In the run-up to the virtual 31st International Symposium on ALS/MND, the ENCALS Satellite meeting was held online this year. The goal of this meeting is to discuss international collaborations, SOPs and translation of new developments to the clinic. Nearly 200 people attended this year.
A brief overview of the recent developments of TRICALS and the ENCALS network was given by chairman Prof Leonard van den Berg (UMC Utrecht, the Netherlands). He discussed phase 3 trials in which TRICALS is currently involved and the preparation of several investigator-initiated trials, such as the MAGNET study and the Lighthouse 2 trial.
As the live ENCALS meeting in June was cancelled, Professor Ammar Al-Chalabi (King’s College London, UK) presented the ENCALS Young Investigator award virtually during the meeting. This prize recognises the brightest and best young scientists in ALS, and is given for outstanding research that is innovative, challenges existing ideas about ALS, results with patient benefit, and impacts on our understanding of ALS. Dr. Tatyana Shelkovnikova (Cardiff University, UK) won the award for her impressive research on RNA metabolism.

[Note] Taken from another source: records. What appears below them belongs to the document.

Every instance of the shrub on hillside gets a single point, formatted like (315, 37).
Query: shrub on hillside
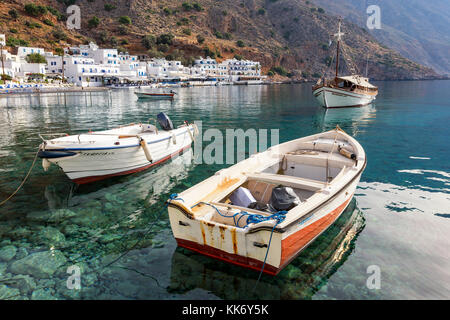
(93, 22)
(125, 20)
(35, 10)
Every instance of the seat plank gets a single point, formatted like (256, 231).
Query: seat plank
(290, 181)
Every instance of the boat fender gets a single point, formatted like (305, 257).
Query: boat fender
(45, 164)
(145, 148)
(174, 138)
(190, 134)
(346, 153)
(196, 132)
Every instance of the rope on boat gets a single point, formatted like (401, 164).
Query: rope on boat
(24, 180)
(254, 218)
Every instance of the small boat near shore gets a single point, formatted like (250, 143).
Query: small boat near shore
(155, 96)
(344, 91)
(94, 156)
(263, 211)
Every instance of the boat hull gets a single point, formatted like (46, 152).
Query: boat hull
(337, 98)
(86, 165)
(154, 96)
(234, 246)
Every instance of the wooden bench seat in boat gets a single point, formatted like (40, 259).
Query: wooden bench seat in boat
(319, 158)
(289, 181)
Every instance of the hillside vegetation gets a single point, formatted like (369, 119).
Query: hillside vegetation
(288, 37)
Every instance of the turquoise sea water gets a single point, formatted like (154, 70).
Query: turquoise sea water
(399, 220)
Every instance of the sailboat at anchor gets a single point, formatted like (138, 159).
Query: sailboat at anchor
(344, 91)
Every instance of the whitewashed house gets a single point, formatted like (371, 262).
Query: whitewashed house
(244, 71)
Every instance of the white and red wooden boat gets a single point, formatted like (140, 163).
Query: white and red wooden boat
(98, 155)
(155, 96)
(322, 170)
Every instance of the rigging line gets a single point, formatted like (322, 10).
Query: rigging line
(24, 180)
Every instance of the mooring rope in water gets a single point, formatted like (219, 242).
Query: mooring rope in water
(24, 180)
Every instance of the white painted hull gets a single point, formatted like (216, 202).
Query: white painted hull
(336, 98)
(142, 95)
(103, 159)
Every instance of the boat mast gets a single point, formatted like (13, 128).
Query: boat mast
(338, 35)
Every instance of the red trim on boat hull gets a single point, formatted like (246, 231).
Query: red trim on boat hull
(236, 259)
(97, 178)
(290, 247)
(296, 242)
(354, 106)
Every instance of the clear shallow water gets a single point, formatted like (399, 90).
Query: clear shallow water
(399, 219)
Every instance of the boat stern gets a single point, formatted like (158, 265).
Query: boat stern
(235, 245)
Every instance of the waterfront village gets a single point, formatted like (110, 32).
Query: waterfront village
(89, 66)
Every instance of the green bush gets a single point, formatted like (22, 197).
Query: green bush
(13, 13)
(6, 77)
(59, 34)
(184, 21)
(110, 7)
(56, 13)
(48, 22)
(93, 22)
(200, 39)
(32, 25)
(122, 29)
(280, 70)
(35, 10)
(149, 41)
(209, 53)
(14, 42)
(187, 6)
(166, 38)
(125, 20)
(240, 43)
(163, 47)
(197, 6)
(59, 51)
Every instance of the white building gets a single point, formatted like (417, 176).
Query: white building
(209, 68)
(247, 68)
(163, 69)
(22, 52)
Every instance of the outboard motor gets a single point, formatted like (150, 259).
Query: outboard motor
(283, 199)
(164, 121)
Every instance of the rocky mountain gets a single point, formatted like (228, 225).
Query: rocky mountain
(289, 37)
(417, 29)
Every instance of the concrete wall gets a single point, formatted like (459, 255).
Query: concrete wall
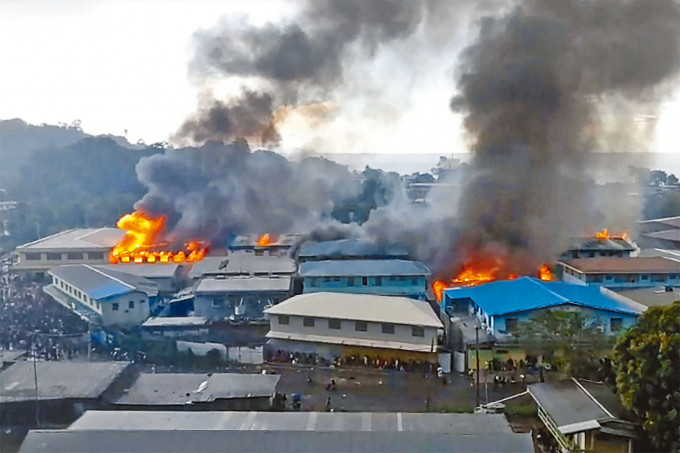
(414, 287)
(402, 333)
(126, 315)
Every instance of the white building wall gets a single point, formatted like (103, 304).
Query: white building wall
(402, 333)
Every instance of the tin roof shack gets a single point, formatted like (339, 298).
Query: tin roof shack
(498, 308)
(283, 431)
(65, 390)
(622, 273)
(103, 295)
(77, 246)
(583, 416)
(169, 277)
(239, 299)
(379, 277)
(200, 392)
(657, 296)
(242, 264)
(176, 327)
(349, 249)
(275, 245)
(591, 247)
(337, 324)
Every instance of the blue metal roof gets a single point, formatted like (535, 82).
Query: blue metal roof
(349, 268)
(529, 293)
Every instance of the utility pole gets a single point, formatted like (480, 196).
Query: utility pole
(477, 360)
(35, 380)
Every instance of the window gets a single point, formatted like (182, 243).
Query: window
(388, 328)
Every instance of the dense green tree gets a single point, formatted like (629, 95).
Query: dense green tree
(647, 358)
(567, 339)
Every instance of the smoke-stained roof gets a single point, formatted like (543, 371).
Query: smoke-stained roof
(633, 265)
(80, 238)
(58, 380)
(189, 388)
(363, 268)
(242, 284)
(529, 293)
(217, 441)
(348, 248)
(362, 307)
(103, 283)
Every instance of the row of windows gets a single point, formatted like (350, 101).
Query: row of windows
(362, 281)
(73, 256)
(359, 326)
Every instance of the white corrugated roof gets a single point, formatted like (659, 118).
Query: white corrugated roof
(363, 307)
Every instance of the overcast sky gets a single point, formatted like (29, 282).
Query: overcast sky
(123, 66)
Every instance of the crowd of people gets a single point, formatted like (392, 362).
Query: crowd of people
(32, 321)
(390, 363)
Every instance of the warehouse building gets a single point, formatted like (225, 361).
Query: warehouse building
(379, 277)
(289, 431)
(349, 249)
(103, 296)
(338, 324)
(239, 298)
(77, 246)
(616, 273)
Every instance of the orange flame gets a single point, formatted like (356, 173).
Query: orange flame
(545, 274)
(141, 237)
(264, 240)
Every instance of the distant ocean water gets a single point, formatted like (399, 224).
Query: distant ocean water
(601, 166)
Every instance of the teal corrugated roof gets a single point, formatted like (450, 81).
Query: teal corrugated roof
(529, 293)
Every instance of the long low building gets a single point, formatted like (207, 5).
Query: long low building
(77, 246)
(336, 324)
(124, 432)
(381, 277)
(103, 295)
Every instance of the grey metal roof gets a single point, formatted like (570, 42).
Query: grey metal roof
(113, 441)
(186, 388)
(459, 424)
(347, 248)
(566, 403)
(348, 268)
(242, 264)
(57, 380)
(81, 238)
(103, 283)
(184, 321)
(242, 284)
(145, 270)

Professor Orla Hardiman (Trinity College Dublin, Ireland) provided an excellent overview of the TRICALS ICT Platform that aims to serve as a digital umbrella linking all ENCALS registered sites (currently 65). The goal is to establish a pan-European ALS registry that combines all available data ever collected from patients. The TRICALS ICT Platform could be the next step in analysing ALS subgroups, identifying the best treatment options, enhancing clinical trials globally and providing a harmonising framework for all stakeholders.
Closely related was the talk by Dr Julian Grosskreutz (Friedrich Schiller University Jena, Germany). He revealed how predictive modelling strategies could help to classify patients in terms of disease progression based on advanced data obtained from wet biomarkers (e.g. obtained from blood), imaging or electrophysiology.
During the COVID-19 pandemic, clinical research in ALS had come to a hold. Not only are patients living with ALS a high-risk group, also some of the vital clinical measurements such as spirometry (lung function) were impossible to obtain. Professor Adriano Chiò (University of Turin, Italy) showed how markers in the blood could reveal reliable insights into the respiratory function of patients. Especially when routine spirometry cannot be performed, the blood gas analysis could serve as a proxy and can be easily obtained.
At last, there was a lively discussion about the need for pharmaceutical companies to conduct clinical trials in paediatric ALS (i.e. ALS before the age of 18), led by TRICALS researcher Tessa Kliest (UMC Utrecht, the Netherlands). TRICALS investigated the possibilities and requirements to conduct paediatric trials in these populations and summarised the overall opinion among European investigators. The results will be published soon as a TRICALS-ENCALS collaborative work in a peer-reviewed journal.